Privacy policy

Last updated: 29 April 2026

What we collect

• Order details — name, email, shipping address (for physical orders only). Stored encrypted in our database.
• Payment — handled entirely by Stripe. We never see or store your card details.
• Contact messages — name, email, and message content if you write to us.

What we do not collect

• No analytics, tracking, or advertising cookies.
• No third-party trackers, no Google Analytics, no Meta pixel.
• No marketing emails unless you explicitly opt in.

Cookies

This site uses one essential session cookie used for security (CSRF protection on forms and admin sign-in).
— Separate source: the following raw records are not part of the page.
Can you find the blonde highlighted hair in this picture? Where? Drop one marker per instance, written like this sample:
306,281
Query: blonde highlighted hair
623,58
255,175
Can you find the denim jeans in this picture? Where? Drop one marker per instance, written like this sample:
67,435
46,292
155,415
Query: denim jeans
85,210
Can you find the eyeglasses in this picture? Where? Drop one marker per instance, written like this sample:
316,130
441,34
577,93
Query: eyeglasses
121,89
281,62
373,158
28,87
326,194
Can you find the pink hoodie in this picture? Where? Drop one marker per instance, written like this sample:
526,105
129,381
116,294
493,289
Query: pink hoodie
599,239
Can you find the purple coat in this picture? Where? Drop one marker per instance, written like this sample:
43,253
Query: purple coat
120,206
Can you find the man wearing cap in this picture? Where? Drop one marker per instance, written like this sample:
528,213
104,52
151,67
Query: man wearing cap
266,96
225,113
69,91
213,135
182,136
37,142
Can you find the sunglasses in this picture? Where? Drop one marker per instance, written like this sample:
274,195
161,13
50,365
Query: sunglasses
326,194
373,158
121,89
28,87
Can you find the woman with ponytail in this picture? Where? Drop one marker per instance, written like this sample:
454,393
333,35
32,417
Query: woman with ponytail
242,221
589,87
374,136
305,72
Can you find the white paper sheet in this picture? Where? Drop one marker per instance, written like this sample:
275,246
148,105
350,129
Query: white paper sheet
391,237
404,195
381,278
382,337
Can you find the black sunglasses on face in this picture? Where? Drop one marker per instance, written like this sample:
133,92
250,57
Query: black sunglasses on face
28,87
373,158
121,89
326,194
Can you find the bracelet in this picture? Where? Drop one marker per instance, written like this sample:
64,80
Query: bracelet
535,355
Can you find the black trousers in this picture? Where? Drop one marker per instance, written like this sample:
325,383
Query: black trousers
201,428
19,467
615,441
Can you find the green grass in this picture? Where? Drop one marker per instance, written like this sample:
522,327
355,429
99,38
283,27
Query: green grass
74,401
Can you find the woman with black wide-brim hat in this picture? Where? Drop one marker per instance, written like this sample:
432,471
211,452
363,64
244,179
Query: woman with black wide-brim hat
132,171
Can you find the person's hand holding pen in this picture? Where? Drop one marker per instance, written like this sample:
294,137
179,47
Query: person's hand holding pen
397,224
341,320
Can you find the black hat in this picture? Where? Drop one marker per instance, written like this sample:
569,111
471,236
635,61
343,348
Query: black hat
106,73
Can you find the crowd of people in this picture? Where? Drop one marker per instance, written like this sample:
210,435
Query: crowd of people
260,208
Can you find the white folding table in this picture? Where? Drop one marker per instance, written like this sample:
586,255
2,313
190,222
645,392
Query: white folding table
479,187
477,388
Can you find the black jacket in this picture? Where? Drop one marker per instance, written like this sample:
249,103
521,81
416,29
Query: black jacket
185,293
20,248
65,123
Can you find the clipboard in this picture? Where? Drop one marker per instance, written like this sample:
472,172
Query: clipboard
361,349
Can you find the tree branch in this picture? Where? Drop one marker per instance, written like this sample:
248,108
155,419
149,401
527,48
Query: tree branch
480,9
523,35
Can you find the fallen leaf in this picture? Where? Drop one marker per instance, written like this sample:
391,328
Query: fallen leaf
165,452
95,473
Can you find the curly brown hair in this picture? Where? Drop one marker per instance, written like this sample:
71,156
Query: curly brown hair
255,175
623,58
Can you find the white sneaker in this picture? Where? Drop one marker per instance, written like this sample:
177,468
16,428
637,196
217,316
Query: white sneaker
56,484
The cart is stored in your browser's local storage and never sent to us until you check out.

Your rights

Under UK GDPR you may request a copy of, correction to, or deletion of any personal data we hold. Email us.

Payments

Payments are processed by Stripe. Their privacy policy applies to data they collect during checkout: stripe.com/privacy.

Security

Sensitive data (Stripe API keys, shipping addresses, customer details) is encrypted at rest using AES-256-GCM. Admin passwords are hashed with Argon2id (or bcrypt) and never stored in plaintext. Card numbers never touch our servers.

Retention

Order records are retained for 6 years for tax purposes (UK requirement). Contact messages are kept for as long as needed to resolve your enquiry, then deleted.